ASCO/CAP guidelines are available to guide HER2 and ER determination [3, 4], and proficiency testing is also required for every laboratory that provides information for breast cancer biomarkers. A re-evaluation of HER2 guidelines for positivity is now available [9]. It remains to be seen whether the treatment guided by local determinations leads to worse outcomes than the treatment guided by central review. In fact, some evidence suggests that trastuzumab is effective for patients with centrally determined HER2-negative disease, which was locally determined to be HER2 positive [8, 10]. The degree of endocrine responsiveness is unknown for that subset of tumors that are locally ER negative but centrally ER positive based on the newer dual antibody.

In this multinational combined collaborative group trial, we can be assured that the patients enrolled in the trial bear disease with the HER2 target as confirmed by central testing. Excellent concordance in testing for trial eligibility was obtained between central confirming laboratories using identical methods and positivity criteria.
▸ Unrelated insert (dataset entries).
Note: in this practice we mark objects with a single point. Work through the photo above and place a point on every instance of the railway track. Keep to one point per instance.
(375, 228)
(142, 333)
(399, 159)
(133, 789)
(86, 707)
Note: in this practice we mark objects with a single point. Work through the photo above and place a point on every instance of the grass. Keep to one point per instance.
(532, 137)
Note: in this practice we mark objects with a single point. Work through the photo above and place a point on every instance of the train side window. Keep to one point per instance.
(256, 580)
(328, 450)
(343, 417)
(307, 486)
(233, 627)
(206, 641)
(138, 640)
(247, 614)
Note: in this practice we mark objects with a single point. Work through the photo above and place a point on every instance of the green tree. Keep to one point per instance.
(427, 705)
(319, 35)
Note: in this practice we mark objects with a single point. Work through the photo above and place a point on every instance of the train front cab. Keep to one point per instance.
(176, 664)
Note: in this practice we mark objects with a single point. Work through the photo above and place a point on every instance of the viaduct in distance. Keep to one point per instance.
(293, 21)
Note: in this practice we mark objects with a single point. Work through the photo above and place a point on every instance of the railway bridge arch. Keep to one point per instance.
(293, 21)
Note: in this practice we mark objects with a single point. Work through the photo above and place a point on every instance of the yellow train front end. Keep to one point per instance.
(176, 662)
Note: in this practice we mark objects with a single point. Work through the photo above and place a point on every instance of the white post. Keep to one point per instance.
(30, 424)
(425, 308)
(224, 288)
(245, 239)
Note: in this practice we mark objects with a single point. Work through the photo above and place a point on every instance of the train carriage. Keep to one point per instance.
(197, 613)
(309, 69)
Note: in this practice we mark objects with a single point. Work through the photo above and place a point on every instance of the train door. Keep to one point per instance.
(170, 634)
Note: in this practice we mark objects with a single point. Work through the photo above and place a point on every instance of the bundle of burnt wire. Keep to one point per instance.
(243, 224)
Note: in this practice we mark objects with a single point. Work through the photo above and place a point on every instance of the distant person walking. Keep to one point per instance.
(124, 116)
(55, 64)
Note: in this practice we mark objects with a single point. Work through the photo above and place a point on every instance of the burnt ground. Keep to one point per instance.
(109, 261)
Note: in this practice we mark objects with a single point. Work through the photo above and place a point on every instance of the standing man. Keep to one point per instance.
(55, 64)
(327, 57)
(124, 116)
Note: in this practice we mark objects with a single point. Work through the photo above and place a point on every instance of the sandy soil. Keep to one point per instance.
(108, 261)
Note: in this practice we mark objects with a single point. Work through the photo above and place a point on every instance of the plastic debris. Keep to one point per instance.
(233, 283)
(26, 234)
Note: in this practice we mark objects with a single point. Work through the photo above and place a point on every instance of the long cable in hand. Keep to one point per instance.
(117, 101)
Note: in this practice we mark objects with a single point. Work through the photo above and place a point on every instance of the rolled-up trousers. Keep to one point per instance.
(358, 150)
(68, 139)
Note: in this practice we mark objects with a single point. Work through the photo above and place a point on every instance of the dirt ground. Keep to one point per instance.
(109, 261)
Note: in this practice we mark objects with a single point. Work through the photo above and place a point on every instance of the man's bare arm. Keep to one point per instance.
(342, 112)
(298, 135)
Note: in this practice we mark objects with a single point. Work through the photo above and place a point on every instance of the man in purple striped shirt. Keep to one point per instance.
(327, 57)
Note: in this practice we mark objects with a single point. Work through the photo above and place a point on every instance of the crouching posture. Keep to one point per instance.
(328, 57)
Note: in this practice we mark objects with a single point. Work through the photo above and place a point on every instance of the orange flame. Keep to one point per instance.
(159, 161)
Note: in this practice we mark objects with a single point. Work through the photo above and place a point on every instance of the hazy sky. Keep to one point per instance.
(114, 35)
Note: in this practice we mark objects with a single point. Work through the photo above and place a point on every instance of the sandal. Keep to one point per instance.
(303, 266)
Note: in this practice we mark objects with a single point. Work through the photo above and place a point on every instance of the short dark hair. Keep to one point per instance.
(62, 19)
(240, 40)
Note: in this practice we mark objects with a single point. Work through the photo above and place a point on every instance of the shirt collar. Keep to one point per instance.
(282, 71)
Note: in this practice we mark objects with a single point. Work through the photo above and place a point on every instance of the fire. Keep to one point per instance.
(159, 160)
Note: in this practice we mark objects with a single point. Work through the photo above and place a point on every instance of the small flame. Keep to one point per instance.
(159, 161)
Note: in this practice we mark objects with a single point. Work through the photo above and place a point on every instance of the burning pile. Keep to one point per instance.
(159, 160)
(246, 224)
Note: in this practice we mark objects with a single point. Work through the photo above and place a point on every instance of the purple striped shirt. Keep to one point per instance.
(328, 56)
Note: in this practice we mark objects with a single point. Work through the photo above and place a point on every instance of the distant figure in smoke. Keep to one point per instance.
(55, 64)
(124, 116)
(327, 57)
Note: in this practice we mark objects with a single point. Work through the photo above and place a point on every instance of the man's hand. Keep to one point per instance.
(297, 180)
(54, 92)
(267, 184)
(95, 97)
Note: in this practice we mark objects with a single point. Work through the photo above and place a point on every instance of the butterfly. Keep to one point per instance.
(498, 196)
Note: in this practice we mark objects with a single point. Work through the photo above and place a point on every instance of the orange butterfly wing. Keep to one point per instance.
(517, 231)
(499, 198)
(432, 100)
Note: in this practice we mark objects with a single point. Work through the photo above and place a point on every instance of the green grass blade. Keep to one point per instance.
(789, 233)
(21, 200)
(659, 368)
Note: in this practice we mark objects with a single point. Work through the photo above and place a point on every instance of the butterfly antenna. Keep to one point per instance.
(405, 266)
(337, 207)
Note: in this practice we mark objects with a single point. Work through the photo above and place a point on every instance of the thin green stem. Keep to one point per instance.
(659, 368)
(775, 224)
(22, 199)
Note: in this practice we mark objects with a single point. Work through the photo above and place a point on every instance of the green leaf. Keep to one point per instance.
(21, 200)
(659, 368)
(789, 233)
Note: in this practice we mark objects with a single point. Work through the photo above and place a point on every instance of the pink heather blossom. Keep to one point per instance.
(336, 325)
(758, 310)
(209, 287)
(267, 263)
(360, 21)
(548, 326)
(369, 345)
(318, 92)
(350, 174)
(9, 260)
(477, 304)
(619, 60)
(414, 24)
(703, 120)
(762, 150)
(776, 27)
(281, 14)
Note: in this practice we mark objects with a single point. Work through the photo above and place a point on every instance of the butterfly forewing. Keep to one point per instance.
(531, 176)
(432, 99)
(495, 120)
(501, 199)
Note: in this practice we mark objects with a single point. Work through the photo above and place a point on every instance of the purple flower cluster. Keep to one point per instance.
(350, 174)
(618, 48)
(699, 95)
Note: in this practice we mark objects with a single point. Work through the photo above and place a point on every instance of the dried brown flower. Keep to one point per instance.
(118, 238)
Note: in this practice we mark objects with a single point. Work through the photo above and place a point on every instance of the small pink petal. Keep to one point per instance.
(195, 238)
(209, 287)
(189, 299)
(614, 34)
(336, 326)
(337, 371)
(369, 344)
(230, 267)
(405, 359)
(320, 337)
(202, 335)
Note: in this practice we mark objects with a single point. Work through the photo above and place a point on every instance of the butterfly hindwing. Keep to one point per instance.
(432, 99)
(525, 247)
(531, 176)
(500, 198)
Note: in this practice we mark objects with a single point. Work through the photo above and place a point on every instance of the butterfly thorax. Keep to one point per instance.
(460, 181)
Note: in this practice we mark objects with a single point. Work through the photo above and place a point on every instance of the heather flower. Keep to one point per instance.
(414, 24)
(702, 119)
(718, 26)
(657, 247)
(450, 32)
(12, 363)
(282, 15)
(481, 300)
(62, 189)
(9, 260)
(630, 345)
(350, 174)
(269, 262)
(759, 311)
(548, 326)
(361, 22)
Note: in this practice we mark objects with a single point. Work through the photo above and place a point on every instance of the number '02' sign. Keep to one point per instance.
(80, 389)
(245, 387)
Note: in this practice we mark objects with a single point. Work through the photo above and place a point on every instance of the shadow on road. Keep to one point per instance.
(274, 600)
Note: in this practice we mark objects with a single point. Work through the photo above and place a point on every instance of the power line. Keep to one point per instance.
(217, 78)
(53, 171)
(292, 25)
Minor differences in HER2 immunohistochemical quantification and FISH amplification between central laboratories were detected in a selected small population; standardization of these types of morphological parameters is an area of intense exploration. Differences in centrally confirmed ER IHC status based on antibody choice were detected. A recommendation for future clinical trials involving multiple collaborative groups is that the validated hormonal receptor antibody should be specified and that central testing should be performed to determine trial eligibility. Given the absence of analytical standards in breast marker immunohistochemical and in situ hybridization methods, similar ring study comparisons between confirming collaborative laboratories are encouraged in the context of clinical trials.